"Привыкну, привыкну... Все привыкают, и я - как все..."
На третий день, когда свадебная суета утихла, свекровь разбудила ее еще на рассвете и сказала:
- Ну вот, погостили, погуляли. Хватит отлеживаться.
Надо свиней кормить!
Ганна слова не сказала, вскочила, стала быстро одеваться.
В конце этой недели куреневцы и олешниковцы, возводившие греблю, наконец сошлись. Гребля была закончена.
Ровная, серая, а там, где только что кончили, желтая от свежего песка, пролегла она по болоту, от низкого куреневского берега до широкого откоса перед Олешниками, как свидетельство человеческой силы. Она уже нигде не прерывалась ржавой болотной хлябью, топь мокла только по сторонам отступила перед греблей, перед человеческой волей.
Мужики из обеих деревень, сойдясь, удовлетворенно покурили, погомонили, разошлись каждый своей дорогой. Через день, в воскресенье, на откосе перед Олешниками собрались на митинг. Народу стеклось столько, сколько не бывало и на юровичской площади в базарные дни. Пришли не только из Куреней и Олешников, но также из Глинищ, из Мокути, из других деревень. Из Юровичей на тачанке приехали на праздник Апейка и двое рабочих.
Среди толпы там и тут алели флаги. Играли две гармошки, басовито гремел большой бубен. Люди говорили, пели, шутили - людям было весело. В этой толпе, может, одного Василя грызла тоска; растревоженный общим весельем, словно сам не свой, сновал он среди людей, невольно желая увидеть Ганну. Странное чувство владело им - и будто хотел увидеть ее и не хотел, злился, боялся. Знал, что все кончено с ней, а душа все тревожилась, как бы еще надеялась на что-то.
Вместо Ганны он увидел Евхима. Лучше бы не приходил сюда Василь. Сердце защемило, когда увидел Корча: стоял Евхим с глупым Ларивоном веселый, хохотал, весь светился счастьем. Даже лакированный черный козырек, сдвинутый набок, счастливо сиял... В таком состоянии Василь плохо слышал, что говорил Дубодел, первый влезший на телегу, служившую трибуной. Стал слушать только тогда, когда на нее поднялся Апейка.
- Дядьки и тетки, хлопцы и девки! Дорогие наши товарищи! Мы сегодня собрались все тут, возле гребли, как на праздник... И действительно разве это не праздник: вот лежит она, ровная, сухая, новая гребля - в дождь, в слякоть, зимой и весной поезжайте по ней на телегах, идите пешком...
Идите, - не только не будете увязать в болоте по пояс, но и ног не замочите... Не только мужчина - дитя теперь может пройти через болото в любую пору!.. Можно ходить в школу, можно ездить на ярмарку, можно ходить в гости один к другому, было бы желанье!.. Большая радость - гребля! И все мы, вся волость, радуемся вместе с вами и поздравляем вас! - Апейка переждал гул одобрения. - Гребля эта связывает Курени, которые по полгода, можно сказать, были отрезаны от других деревень, с Олешниками, с Юровичами, со всем светом.
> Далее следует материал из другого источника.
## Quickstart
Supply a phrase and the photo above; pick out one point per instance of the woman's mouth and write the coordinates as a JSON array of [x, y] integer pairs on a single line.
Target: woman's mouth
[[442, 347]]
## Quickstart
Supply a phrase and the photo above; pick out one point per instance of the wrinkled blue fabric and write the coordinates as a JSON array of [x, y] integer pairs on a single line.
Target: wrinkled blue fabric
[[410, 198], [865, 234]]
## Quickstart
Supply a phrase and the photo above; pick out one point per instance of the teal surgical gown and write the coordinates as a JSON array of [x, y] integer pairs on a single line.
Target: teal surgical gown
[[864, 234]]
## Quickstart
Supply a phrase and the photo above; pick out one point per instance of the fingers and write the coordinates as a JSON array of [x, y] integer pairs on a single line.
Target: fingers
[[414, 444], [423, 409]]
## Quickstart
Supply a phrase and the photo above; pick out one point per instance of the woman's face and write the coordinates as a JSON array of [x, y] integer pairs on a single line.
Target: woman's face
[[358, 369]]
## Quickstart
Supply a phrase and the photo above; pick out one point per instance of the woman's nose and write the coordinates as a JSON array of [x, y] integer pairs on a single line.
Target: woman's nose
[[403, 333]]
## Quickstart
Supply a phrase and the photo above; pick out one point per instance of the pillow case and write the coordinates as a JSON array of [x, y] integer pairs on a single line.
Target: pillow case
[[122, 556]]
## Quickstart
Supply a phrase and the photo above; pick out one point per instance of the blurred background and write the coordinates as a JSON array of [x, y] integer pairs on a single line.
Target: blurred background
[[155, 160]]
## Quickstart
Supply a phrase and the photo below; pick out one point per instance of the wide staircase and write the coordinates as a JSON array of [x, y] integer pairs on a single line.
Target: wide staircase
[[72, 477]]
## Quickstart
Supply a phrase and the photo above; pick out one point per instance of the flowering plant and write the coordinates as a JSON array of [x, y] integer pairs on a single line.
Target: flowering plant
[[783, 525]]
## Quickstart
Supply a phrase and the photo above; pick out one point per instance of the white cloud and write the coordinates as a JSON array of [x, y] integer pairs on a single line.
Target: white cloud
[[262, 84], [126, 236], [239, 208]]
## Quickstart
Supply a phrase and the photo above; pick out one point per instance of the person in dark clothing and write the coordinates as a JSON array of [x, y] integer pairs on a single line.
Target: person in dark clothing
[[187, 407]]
Теперь Курени будут всегда, как бы вам сказать, в общей нашей семье... Но и для Олешников гребля не пустое дело. Я не говорю, что теперь дорога в лес, на луга стала им ближе!.. - Олешниковцы снова одобрительно зашумели. - Гребля эта связывает воедино деревни, леса, луга. Связывает людей с людьми!.. По таким греблям пойдет в наши болота, в нашу темноту свет, новая жизнь! Культура и достаток! .. Книжки, кино и трактора!..
Рабочий, выступивший вслед за Апейкой, сказал всего несколько слов, потом развернул красный флаг, на котором были нарисованы с одной стороны желтое поле и желтый трактор, а с другой - желтая труба с дымом. Между трубой и полем сошлись в крепком пожатии две руки. Рабочий передал флаг Дубоделу, по знаку которого гармонисты возле телеги под тяжелое уханье бубна заиграли "Интернационал".
Последним, от куреневцев, встал на телегу Миканор. Он сказал, что бедность и тьма закрывают свет в Куренях, как ряска - болото. Ряска всегда цепляется за болото, за стоячую воду. Чтобы разогнать ряску, надо разворошить жизнь!
И гребля - это первый "глазок", первый проблеск в море вековечной ряски! Надо, не жалея ничего, не боясь, переделывать болото, затхлую жизнь - и тьма и ряска исчезнут навсегда. Будет одна чистая, светлая вода, светлая жизнь.